Les États ne peuvent pas adopter de lois interdisant purement et simplement l’avortement et imposent donc des restrictions, telles que des délais d’attente, pour retarder les femmes, ainsi que des exigences onéreuses qui provoquent la fermeture des cliniques d’avortement. Un accès limité aux prestataires peut constituer une interdiction de facto de l’avortement.

Une loi au Texas en est un bon exemple. La loi, actuellement débattue devant la cour suprême des États-Unis, pourrait fermer la moitié de toutes les cliniques d’avortement de l’État. Avant la loi, adoptée par la législature républicaine de l’État en 2013, le Texas comptait 41 cliniques. Aujourd’hui, le nombre a diminué à 20. Si la loi est pleinement respectée, il ne restera que neuf ou 10 cliniques.

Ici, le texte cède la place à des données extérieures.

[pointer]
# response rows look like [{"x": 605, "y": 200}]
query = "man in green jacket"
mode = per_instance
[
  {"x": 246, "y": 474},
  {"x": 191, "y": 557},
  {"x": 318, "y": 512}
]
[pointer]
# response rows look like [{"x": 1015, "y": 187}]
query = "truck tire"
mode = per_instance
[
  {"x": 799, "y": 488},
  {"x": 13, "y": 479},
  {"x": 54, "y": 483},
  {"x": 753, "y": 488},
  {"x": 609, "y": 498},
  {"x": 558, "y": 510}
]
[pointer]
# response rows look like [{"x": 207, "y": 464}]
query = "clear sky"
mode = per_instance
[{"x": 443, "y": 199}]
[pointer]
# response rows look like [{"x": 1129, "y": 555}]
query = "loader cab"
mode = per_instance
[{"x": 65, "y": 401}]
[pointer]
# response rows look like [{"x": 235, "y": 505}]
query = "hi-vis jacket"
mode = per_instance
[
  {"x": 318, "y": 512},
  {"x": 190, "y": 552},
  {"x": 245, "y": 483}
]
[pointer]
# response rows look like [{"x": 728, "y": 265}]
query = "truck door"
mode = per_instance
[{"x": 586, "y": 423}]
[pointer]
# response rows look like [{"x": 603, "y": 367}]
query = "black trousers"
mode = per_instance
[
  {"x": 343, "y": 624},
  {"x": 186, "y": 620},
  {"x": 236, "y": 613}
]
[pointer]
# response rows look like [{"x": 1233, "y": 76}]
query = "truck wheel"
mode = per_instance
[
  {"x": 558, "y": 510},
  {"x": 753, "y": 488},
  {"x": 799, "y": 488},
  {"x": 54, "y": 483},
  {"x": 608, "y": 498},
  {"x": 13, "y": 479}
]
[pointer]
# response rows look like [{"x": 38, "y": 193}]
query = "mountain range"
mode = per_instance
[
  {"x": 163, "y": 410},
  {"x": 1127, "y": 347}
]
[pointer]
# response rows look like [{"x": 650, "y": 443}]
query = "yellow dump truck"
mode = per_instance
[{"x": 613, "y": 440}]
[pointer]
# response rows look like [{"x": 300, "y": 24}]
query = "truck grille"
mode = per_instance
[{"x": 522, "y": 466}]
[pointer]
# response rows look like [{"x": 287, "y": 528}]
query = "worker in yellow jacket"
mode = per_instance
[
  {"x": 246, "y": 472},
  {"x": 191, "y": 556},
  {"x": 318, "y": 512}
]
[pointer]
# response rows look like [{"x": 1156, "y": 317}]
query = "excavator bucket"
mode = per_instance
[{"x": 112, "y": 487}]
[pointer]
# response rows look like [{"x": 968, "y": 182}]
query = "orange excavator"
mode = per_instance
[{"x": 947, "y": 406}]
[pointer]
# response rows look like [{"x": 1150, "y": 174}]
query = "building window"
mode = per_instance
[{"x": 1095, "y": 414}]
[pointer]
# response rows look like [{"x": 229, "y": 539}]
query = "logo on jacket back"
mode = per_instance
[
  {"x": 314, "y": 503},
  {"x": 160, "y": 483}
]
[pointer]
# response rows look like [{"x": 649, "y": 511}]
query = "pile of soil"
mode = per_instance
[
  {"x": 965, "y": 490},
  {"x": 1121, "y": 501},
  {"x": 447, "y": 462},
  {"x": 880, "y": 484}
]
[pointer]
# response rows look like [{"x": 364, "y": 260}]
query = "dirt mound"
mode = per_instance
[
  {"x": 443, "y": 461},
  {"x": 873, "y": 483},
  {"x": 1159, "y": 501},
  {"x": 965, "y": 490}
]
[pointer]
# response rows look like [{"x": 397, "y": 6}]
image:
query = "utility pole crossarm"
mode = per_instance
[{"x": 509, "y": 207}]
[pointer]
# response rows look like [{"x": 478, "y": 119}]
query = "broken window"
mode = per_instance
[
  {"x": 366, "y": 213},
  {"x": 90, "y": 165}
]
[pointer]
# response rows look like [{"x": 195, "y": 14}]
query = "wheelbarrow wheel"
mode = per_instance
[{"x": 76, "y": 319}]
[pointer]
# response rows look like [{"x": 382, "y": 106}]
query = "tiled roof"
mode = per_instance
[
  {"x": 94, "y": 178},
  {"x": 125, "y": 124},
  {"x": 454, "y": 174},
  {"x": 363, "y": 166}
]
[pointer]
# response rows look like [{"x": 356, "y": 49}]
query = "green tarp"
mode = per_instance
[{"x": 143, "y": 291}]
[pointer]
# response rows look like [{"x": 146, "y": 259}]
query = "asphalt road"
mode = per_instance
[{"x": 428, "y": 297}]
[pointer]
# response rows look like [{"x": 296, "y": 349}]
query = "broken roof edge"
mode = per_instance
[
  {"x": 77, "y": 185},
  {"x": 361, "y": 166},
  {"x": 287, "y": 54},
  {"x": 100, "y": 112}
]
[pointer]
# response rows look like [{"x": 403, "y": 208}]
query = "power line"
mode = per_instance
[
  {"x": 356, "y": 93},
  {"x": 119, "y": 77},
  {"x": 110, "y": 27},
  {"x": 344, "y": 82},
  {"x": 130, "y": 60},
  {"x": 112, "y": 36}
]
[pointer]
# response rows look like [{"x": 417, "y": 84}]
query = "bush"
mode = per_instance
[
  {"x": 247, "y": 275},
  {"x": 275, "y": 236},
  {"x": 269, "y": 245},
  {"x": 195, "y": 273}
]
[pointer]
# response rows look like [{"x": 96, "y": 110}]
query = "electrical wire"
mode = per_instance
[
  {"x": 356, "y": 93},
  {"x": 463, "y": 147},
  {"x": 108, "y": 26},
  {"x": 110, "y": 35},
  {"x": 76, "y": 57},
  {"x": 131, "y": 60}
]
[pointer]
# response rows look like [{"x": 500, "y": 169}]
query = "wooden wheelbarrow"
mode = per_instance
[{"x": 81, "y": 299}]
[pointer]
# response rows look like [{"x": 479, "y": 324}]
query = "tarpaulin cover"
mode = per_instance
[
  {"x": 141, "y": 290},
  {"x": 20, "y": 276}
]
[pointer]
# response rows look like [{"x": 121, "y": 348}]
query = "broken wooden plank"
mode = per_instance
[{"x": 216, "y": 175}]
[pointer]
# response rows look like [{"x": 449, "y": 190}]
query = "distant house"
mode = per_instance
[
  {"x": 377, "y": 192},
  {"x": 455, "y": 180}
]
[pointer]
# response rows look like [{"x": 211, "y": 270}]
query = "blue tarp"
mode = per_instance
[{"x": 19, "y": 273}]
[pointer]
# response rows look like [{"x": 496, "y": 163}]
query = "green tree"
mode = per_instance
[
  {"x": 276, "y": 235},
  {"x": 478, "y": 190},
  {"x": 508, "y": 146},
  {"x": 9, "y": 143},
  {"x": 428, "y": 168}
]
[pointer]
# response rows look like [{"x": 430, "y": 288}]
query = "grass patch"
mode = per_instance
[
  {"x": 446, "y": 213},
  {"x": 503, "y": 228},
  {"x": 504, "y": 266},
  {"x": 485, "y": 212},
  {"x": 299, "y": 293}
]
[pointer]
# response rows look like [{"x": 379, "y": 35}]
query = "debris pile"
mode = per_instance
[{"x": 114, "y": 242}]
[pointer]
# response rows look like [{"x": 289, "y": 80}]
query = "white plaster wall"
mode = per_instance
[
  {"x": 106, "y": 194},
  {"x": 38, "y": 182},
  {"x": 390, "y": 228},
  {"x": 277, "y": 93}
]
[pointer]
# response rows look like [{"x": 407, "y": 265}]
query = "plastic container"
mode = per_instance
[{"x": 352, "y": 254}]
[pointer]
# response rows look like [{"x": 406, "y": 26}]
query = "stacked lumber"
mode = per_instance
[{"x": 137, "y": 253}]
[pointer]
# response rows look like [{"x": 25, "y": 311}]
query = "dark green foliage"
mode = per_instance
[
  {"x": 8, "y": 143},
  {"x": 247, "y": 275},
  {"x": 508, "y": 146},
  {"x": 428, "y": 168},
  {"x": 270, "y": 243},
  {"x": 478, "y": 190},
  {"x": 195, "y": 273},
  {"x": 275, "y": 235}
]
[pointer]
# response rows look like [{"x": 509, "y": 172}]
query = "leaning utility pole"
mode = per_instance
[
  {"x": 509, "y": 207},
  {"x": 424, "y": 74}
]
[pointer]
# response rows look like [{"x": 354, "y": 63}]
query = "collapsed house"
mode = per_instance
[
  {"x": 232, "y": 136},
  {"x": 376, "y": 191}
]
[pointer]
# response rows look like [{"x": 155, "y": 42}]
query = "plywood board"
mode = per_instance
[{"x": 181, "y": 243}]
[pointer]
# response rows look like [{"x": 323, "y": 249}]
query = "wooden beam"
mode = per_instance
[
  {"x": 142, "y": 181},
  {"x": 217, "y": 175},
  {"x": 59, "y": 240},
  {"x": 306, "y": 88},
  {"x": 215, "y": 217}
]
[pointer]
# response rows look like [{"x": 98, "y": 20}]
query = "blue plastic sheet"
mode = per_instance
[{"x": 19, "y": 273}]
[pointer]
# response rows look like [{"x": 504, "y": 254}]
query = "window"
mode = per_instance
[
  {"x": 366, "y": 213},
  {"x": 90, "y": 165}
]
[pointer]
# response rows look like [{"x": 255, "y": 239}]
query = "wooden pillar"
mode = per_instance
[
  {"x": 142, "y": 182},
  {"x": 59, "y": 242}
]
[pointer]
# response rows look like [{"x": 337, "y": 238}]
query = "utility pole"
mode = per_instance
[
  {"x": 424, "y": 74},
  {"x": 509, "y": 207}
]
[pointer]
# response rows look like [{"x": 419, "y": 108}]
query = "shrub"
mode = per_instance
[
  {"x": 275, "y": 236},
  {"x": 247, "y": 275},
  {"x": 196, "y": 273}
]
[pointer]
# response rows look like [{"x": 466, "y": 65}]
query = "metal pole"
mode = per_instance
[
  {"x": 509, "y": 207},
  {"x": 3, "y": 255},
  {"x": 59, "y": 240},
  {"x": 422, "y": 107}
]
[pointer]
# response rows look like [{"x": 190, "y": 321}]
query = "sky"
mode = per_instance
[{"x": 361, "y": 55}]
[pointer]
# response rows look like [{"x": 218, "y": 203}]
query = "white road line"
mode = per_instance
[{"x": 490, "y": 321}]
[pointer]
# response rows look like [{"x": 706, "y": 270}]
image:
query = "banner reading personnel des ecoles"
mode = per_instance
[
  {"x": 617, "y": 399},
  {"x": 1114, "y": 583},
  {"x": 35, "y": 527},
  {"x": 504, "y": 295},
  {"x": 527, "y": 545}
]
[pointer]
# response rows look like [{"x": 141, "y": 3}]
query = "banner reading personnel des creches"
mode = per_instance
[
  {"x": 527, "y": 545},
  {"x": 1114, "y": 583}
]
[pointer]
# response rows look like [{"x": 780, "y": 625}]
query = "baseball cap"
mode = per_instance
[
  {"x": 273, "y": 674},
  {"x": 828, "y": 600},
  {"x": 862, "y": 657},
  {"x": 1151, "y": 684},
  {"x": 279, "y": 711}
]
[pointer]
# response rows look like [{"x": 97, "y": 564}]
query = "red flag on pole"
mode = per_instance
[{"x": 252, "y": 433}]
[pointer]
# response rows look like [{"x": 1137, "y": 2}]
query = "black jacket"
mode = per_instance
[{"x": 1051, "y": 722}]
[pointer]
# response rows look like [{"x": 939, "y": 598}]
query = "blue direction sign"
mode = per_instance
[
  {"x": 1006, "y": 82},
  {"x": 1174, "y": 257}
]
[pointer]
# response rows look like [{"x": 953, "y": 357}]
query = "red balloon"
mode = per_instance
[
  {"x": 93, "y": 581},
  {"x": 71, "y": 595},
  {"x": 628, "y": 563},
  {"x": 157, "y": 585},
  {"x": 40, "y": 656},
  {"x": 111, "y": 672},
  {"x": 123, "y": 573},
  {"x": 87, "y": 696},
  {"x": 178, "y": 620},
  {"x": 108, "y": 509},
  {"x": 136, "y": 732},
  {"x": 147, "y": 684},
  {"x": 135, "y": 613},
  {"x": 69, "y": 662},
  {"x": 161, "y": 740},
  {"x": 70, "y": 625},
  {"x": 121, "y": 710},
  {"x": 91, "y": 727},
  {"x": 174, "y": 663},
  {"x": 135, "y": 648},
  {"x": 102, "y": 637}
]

Plus de 5,4 millions de femmes en âge de procréer vivent au Texas. S’il ne restait que quelques prestataires d’avortement, certains chercheurs estiment que près de 2 millions de femmes vivraient à plus de 50 kilomètres de la clinique d’avortement la plus proche. Mais même avec 20 cliniques d’avortement en service, il est déjà presque impossible pour de nombreuses femmes d’avorter. À Dallas, Forth Worth et Austin, les femmes attendent jusqu’à 20 jours pour être vues par un médecin, à quel moment la procédure devient plus coûteuse.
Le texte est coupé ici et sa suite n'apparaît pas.